Fiftysomething:I went to the theatre recently and saw a play about troilism. No, not the little plastic gonks with Dayglo locks and big hairy feet; troilism as in a three-way sexual encounter. Not particularly seasonal, I grant you – troilism is hardly the stuff of panto, even if it does give a whole new meaning to the phrase "look behind you".
It was an interesting evening. The first-night audience was split between friends and supporters and that other constituency, serious-looking theatregoers in vintage coats and quirky footwear, whose earnest opinions are sought and cherished.
There was a lot of laughter and the occasional hoot of recognition, and afterwards in the bar the people in the interesting shoes were doing a lot of nodding, which is always a good sign.
I was thinking about troilism on the way home – in a purely academic way, of course. It struck me that the subject matter was a far cry from the stuff of my inaugural foray into the shadowy world of theatre.
We did a play in my first year in senior school, in the convent by the sea. The play was The Scarlet Pimpernel and I was Lady Sir Percy something-or-other.
I wore a big black wig and a big sparkly pink dress from Burke’s costumiers on Dame Street. Besides getting a splinter from gliding across the wooden stage in my bottle-green knee socks, the entire process was a blast from start to finish.
There was a rhyme in the script that went: “They seek him here, they seek him there, those Frenchies seek him everywhere.”
We convent girls sniggered into our grubby cuffs every time we said Frenchies, that being the colloquial name for prophylactics in 1974, or whatever the long-ago year was.
Frenchies? The innocence! Fast-forward a few decades and here I am, sitting in a theatre listening to contemporary Irish characters playfully bemoan monogamy and the stultifying lack of sexual variety in their spanking new relationship, and I’m thinking, holy cow, it’s a far cry from rubber phalluses and three in a bed that we were reared.
I left that school in 1979, the year Pope John Paul II popped over to tell us all he loved us. To this day I remember some of the advice we received during those convent years to equip us for the big bad, gloriously dangerous world we knee-socked maidens were doomed to enter.

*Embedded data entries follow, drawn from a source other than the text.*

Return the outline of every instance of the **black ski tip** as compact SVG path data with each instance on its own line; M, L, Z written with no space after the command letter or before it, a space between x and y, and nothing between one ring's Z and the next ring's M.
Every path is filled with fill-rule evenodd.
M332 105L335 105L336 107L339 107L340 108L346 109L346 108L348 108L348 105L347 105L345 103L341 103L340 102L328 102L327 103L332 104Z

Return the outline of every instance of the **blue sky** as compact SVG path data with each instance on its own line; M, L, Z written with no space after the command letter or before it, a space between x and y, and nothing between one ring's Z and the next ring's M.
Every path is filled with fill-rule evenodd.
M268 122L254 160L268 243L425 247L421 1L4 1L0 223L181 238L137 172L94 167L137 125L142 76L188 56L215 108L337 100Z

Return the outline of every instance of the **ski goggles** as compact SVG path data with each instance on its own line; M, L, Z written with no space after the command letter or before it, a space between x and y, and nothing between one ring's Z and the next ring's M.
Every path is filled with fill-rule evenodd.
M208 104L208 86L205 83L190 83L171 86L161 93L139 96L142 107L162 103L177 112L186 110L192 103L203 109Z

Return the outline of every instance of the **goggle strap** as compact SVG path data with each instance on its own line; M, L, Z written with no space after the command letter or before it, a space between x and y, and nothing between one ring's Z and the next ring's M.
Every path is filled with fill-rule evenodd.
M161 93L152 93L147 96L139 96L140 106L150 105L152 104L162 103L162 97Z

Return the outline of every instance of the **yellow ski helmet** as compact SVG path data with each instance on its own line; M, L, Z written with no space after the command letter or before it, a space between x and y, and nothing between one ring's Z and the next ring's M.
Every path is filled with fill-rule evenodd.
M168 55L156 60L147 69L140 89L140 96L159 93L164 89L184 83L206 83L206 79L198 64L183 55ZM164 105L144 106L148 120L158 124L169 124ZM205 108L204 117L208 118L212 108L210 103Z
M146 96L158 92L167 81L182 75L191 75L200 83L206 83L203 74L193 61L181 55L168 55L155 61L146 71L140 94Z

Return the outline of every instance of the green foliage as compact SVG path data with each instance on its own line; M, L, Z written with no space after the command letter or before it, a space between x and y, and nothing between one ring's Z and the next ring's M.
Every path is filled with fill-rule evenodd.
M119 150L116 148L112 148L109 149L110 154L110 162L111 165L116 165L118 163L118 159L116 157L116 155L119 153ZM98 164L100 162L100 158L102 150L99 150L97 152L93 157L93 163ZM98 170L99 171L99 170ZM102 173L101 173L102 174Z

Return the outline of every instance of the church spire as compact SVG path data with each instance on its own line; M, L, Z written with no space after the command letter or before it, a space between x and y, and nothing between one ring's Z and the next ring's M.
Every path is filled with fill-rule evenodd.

One simian little nun, small enough to fit in your lunch box, powerful enough to blow down a house of bricks, told us that the contraceptive pill was in fact a sugar-coated serpent, chemically designed to eat unborn babies.
A pretty intense theory. I never did figure out which chapter of the geography book she was teaching that particular lesson from.
And then there was our sociology teacher, also a nun, who doubled as our dressmaking teacher. I liked her. She had lovely brown eyes and an air of vague distraction, and I often wondered what she was thinking about while she was biting off the thread ends with her teeth.
I don’t think sociology, with its intrinsically temporal nature, was quite her bag. She once referred us, somewhat sceptically, to a chapter of the textbook that advised future wives never to remonstrate or disagree with their husbands in public.
Rather, we nubile little trainees were advised to swallow down our irritation (possibly along with a stiff Babycham) and tactfully tackle him on the subject on the way home in the car.
So that was the world our educators imagined for us, was it? A world where we girls would sit in the passenger seat, knees crossed, in our skin-coloured nylons and our home-made A-line skirt, our modest handbags full of packets of wriggling serpents, having words with our suited husbands about their indiscretions over the cheese fondue.
It was another era, a distant planet, the guidance about as useful as a punctured prophylactic.
I watch confident young girls emerge from my son’s co-educational school, strong, independent, in their jeans and their beanies, their shorts and tights, their tattered runners and wrinkled boots, graffitied bags slung over their backs, and from behind my rain-splattered windshield I feel like a time-traveller, I feel like I have emerged, only partially intact, from an ice age.
Happy New Year to them, they’ll need all the determination and resolve they can muster to navigate the years ahead. But somehow I feel optimistic, somehow I feel safe in their hands.